Of course any reasonable investigator reports the design of the experiment before collecting data. That’s why we have e.g. the clinicaltrials.gov site – so designs can be reported before the data is collected and the investigator dies. How this is not objective mystifies me.

> “Since P–values are probabilities of obtaining a result as or more extreme than the study’s result under repeated experimentation, frequentists interpret results by inferring ‘what would have occurred following results that were not observed at analyses that were never performed’ 29.”

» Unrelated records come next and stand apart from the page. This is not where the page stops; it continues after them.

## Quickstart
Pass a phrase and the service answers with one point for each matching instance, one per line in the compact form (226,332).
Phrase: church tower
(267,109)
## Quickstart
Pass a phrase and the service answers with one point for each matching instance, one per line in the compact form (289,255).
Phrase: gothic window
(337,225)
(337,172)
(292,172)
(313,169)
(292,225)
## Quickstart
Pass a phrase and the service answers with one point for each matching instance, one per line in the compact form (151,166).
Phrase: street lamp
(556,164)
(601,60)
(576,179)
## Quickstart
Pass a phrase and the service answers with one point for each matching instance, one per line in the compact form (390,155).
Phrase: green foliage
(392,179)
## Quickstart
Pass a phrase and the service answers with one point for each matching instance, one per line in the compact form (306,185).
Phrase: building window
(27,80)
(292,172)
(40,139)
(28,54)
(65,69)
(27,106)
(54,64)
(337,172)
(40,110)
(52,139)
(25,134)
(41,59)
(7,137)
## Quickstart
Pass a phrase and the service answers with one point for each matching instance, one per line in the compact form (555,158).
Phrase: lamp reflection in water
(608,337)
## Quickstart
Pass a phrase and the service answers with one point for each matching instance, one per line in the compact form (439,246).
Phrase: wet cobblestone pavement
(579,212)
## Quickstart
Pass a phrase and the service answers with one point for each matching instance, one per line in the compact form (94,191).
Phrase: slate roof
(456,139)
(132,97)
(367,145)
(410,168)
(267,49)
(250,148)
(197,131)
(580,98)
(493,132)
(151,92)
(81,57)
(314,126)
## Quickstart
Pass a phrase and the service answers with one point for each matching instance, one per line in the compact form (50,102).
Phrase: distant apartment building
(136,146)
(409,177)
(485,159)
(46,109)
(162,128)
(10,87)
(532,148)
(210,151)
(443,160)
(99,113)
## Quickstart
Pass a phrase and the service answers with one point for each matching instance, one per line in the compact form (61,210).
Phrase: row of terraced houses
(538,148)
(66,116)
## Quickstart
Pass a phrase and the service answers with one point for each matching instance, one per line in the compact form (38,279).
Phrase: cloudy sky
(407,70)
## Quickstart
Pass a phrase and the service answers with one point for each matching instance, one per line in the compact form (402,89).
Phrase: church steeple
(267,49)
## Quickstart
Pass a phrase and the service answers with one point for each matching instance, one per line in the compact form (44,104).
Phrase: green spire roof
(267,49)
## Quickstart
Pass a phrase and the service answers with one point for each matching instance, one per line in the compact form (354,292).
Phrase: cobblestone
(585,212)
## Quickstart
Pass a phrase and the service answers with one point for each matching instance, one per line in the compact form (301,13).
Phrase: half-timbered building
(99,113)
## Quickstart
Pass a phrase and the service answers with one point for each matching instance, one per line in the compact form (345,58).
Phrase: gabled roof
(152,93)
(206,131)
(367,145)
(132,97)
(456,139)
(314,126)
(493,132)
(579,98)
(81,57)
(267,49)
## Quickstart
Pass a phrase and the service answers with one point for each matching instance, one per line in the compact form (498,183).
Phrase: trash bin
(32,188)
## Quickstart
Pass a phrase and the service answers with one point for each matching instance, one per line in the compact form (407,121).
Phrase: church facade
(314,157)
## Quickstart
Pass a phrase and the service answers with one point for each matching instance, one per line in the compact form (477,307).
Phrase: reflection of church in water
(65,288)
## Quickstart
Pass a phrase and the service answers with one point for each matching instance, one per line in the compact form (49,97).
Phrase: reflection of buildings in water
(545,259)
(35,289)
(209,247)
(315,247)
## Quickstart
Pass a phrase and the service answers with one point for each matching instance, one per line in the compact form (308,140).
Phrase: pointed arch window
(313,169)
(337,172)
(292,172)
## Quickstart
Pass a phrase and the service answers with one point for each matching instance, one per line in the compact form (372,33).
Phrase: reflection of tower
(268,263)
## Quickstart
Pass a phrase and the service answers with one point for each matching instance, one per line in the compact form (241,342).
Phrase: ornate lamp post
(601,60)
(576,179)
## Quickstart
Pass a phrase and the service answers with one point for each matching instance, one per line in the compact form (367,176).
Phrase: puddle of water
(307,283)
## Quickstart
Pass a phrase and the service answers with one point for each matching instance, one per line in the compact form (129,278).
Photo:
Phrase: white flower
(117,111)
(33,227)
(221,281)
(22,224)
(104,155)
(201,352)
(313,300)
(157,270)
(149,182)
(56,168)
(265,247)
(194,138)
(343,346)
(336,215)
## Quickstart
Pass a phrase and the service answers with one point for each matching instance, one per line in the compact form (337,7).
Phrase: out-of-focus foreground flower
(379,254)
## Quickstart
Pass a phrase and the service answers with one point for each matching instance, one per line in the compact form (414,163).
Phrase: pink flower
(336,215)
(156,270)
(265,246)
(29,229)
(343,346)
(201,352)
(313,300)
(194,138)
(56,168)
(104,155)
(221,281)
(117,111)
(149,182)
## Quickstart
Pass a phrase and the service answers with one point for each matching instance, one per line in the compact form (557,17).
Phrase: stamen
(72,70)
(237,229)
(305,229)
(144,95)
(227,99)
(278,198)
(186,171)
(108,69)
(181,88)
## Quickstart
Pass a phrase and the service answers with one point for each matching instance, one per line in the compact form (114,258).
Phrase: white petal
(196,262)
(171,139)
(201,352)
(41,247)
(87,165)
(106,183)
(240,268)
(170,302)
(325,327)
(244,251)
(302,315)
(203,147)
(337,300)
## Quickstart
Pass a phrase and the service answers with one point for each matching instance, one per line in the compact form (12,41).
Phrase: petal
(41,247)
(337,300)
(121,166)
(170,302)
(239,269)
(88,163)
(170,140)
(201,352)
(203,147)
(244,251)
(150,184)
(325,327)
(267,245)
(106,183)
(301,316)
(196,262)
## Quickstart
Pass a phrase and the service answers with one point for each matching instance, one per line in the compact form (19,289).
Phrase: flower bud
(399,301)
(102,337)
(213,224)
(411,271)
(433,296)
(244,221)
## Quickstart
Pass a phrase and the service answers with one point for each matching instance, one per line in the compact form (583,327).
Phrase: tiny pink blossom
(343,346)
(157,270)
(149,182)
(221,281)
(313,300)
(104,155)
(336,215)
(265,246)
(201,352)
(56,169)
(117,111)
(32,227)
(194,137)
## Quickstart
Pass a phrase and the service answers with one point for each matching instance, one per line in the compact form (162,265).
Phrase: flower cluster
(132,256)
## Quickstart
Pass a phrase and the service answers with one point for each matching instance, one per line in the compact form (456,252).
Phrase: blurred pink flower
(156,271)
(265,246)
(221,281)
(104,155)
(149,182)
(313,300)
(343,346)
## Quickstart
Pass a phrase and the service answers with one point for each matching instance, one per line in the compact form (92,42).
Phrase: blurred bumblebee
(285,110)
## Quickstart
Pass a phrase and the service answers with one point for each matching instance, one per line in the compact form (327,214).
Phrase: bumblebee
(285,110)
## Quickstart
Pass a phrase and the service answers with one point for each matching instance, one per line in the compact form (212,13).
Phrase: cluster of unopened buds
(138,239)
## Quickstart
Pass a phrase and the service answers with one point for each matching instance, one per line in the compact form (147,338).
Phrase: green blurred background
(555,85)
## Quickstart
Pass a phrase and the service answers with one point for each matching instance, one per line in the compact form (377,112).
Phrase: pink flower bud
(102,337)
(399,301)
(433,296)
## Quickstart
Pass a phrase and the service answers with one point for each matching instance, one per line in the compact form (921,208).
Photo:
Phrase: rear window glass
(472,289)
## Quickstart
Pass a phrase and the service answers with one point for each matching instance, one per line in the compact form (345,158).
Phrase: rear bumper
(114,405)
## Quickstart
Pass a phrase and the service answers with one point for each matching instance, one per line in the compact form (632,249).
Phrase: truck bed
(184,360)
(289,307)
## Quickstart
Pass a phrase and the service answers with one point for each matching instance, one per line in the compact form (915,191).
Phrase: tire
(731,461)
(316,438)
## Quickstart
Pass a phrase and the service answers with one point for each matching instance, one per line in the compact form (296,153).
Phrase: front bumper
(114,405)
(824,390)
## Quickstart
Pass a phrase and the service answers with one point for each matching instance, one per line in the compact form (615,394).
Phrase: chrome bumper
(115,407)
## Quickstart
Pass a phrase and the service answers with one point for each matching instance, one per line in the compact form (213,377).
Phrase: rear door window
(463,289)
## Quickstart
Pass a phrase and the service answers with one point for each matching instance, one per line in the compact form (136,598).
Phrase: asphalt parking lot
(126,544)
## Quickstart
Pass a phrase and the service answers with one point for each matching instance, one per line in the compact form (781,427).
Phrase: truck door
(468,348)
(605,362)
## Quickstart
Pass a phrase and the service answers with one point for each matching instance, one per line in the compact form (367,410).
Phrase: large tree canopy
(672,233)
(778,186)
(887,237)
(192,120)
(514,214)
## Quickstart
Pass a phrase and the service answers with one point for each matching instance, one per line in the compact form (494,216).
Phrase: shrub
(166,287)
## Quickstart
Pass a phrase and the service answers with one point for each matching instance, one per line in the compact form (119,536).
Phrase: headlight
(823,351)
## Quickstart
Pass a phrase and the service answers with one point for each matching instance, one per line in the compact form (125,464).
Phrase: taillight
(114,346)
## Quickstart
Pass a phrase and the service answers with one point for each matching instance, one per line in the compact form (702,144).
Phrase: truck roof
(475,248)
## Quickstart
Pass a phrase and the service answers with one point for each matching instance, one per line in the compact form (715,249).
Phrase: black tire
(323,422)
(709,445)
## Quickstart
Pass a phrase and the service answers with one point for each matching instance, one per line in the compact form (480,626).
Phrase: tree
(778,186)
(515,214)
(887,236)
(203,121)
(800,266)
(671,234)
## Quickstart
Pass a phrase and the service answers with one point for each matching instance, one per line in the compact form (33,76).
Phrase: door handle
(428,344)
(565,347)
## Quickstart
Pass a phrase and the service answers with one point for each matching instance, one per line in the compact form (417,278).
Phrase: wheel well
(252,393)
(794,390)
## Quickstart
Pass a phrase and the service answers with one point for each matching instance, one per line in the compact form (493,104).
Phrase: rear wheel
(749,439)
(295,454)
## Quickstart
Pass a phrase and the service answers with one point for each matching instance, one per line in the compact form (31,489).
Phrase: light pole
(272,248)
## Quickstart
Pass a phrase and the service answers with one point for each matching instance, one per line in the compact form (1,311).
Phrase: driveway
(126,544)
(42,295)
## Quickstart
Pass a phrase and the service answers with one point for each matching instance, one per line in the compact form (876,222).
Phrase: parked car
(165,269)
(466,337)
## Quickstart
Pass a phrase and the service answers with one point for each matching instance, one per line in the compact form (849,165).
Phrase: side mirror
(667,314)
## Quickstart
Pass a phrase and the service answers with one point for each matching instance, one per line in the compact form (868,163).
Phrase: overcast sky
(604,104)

Science is about studying repeated phenomena. We infer many conditions concerning results not observed at analyses never performed. We infer the results of a coin toss without observing all coins and all tosses of those coins. Of course, we could all be mightily surprised to find that after tomorrow, all coin tosses land heads up, and our old binomial coin toss examples, about fairness and 50/50 outcomes, no longer are of any use. If the sun comes up that is. But it hasn’t happened yet, and today the sun shines here in Vancouver, which is a bit odd but not impossible. These phenomena happen repeatedly, even though we have yet to observe them all, which is why frequentist methods have proven so useful in the scientific study of natural phenomena. So I intend to continue interpreting results using the useful tool of inferring what might occur following results that were not observed at analyses that were never performed, given results observed, when I perform analyses.

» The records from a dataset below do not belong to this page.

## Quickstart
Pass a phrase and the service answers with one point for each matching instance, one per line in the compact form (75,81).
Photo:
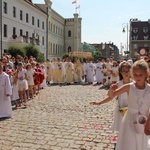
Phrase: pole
(127,42)
(1,30)
(47,54)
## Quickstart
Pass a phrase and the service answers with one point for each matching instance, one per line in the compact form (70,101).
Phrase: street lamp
(125,29)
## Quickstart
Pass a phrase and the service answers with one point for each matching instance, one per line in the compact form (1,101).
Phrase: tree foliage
(27,50)
(31,50)
(15,50)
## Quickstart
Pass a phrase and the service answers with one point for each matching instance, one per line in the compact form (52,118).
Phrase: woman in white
(114,73)
(90,72)
(43,84)
(22,83)
(13,81)
(5,93)
(99,74)
(30,72)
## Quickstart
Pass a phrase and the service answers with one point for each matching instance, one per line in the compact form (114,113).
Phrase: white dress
(43,84)
(122,102)
(15,94)
(89,72)
(114,70)
(128,139)
(99,74)
(30,74)
(5,101)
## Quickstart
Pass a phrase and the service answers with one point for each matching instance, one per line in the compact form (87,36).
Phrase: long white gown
(122,102)
(128,138)
(99,74)
(90,72)
(5,101)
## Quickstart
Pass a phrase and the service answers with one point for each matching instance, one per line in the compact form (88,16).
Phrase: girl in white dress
(130,138)
(121,101)
(105,77)
(115,73)
(43,84)
(30,72)
(147,126)
(13,81)
(22,83)
(5,92)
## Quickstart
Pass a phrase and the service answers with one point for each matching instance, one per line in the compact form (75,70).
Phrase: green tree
(15,50)
(65,55)
(31,50)
(40,57)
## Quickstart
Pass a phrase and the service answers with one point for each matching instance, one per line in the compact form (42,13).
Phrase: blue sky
(102,19)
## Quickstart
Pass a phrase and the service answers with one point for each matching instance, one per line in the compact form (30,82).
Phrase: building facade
(139,39)
(108,50)
(24,22)
(64,34)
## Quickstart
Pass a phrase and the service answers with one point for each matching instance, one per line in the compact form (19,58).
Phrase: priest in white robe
(5,93)
(98,70)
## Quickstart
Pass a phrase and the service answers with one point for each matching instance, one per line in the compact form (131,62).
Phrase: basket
(123,110)
(139,124)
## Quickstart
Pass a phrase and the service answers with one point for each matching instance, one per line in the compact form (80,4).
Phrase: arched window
(49,25)
(53,48)
(69,49)
(69,33)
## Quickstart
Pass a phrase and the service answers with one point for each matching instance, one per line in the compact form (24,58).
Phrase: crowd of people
(132,105)
(22,78)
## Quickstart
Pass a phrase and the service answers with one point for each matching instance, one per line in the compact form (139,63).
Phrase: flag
(78,7)
(74,1)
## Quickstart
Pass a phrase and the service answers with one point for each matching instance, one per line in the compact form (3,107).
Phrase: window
(5,30)
(135,30)
(69,33)
(5,8)
(135,46)
(43,25)
(43,40)
(14,12)
(21,32)
(145,29)
(69,49)
(51,26)
(27,34)
(21,15)
(38,23)
(32,20)
(14,31)
(27,18)
(145,37)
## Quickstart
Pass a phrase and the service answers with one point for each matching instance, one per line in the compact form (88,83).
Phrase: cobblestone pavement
(60,118)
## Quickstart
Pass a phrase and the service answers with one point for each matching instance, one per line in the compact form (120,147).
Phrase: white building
(64,34)
(24,22)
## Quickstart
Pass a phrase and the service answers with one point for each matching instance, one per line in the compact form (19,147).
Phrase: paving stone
(61,119)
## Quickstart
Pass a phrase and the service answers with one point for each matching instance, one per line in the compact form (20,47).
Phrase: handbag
(140,123)
(123,110)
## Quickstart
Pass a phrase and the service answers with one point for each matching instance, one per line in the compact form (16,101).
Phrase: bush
(15,50)
(31,50)
(40,57)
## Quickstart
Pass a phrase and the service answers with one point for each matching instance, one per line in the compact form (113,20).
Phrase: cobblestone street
(60,118)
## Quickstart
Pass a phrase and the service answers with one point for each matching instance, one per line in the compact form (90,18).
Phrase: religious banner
(81,54)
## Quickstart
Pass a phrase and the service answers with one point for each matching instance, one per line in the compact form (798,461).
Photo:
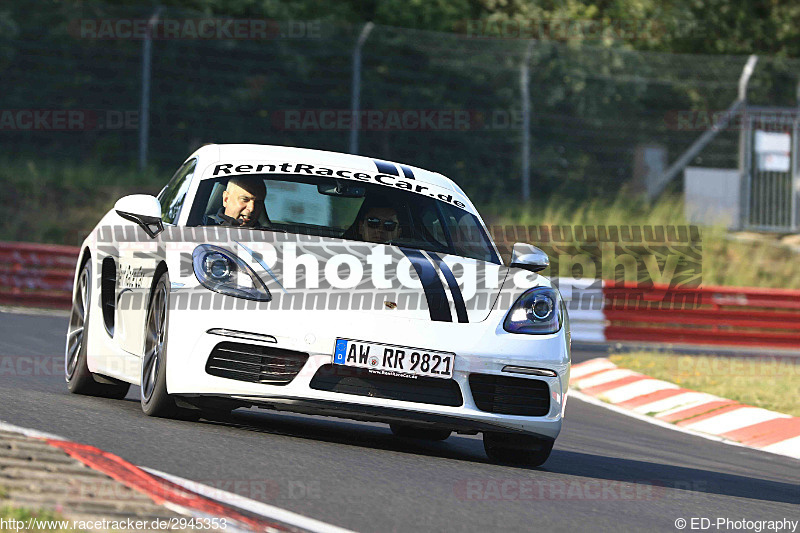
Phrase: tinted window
(376,214)
(174,193)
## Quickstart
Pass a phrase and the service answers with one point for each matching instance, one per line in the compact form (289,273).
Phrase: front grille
(510,396)
(361,382)
(255,364)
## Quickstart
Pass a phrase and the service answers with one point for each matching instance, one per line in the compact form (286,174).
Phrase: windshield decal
(389,180)
(407,172)
(385,167)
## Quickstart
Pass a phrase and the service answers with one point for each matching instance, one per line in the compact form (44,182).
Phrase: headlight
(537,312)
(221,271)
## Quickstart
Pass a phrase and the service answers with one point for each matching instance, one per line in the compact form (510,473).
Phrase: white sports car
(323,283)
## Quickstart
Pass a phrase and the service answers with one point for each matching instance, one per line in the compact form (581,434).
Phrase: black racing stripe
(438,306)
(407,172)
(458,298)
(386,168)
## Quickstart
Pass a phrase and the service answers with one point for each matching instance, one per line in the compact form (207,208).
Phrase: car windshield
(330,207)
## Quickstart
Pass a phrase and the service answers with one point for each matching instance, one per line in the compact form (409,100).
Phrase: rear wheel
(154,398)
(76,369)
(514,449)
(417,432)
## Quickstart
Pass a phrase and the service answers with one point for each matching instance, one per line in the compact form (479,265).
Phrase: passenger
(379,225)
(242,203)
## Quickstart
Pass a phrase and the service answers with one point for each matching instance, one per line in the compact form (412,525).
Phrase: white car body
(478,339)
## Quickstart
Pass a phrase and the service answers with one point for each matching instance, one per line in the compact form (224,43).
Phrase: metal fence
(493,114)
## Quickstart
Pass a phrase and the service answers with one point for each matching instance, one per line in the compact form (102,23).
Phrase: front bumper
(482,347)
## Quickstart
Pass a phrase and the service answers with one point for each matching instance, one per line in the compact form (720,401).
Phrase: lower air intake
(510,396)
(361,382)
(255,364)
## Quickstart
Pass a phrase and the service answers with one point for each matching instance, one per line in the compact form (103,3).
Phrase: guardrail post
(144,119)
(525,95)
(355,102)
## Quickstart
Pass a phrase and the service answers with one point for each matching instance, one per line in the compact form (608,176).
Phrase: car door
(138,261)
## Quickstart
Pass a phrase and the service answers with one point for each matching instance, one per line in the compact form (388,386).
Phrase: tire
(153,385)
(514,449)
(416,432)
(76,370)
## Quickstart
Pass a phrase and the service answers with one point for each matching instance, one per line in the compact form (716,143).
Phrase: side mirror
(529,257)
(143,209)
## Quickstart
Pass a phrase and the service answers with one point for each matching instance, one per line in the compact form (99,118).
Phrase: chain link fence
(487,112)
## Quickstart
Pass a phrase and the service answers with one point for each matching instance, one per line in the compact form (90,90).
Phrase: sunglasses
(375,222)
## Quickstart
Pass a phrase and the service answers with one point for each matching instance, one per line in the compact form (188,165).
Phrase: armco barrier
(661,314)
(41,275)
(37,275)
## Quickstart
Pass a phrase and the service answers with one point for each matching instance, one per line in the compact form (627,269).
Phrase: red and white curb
(696,412)
(182,495)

4. Thank you all for your submissions. The error statistical judges and I will study them right after I complete the final review of the revised version of my proofs. The deadline for your submissions is 1 year, so there’s no rush.

5. I’m ready to make good on my promise to give free books, now that they are available–or will be any day-, but I should have been clearer about one thing. I deny it’s really a matter of intentions. The various selection effects are real things that actually alter the probative capacity of a test. Thus, in the view I hope to convince you of, it’s not a matter of intentions and it’s wrongheaded to describe it as such. So for future applicants, you might say a bit as to why framing the issue as one of intentions is problematic. That is why in the “21 word solution” to nonreplication, Simmons, Nielson and Simonsohn, require the researcher to stipulate their stopping plan at the outset.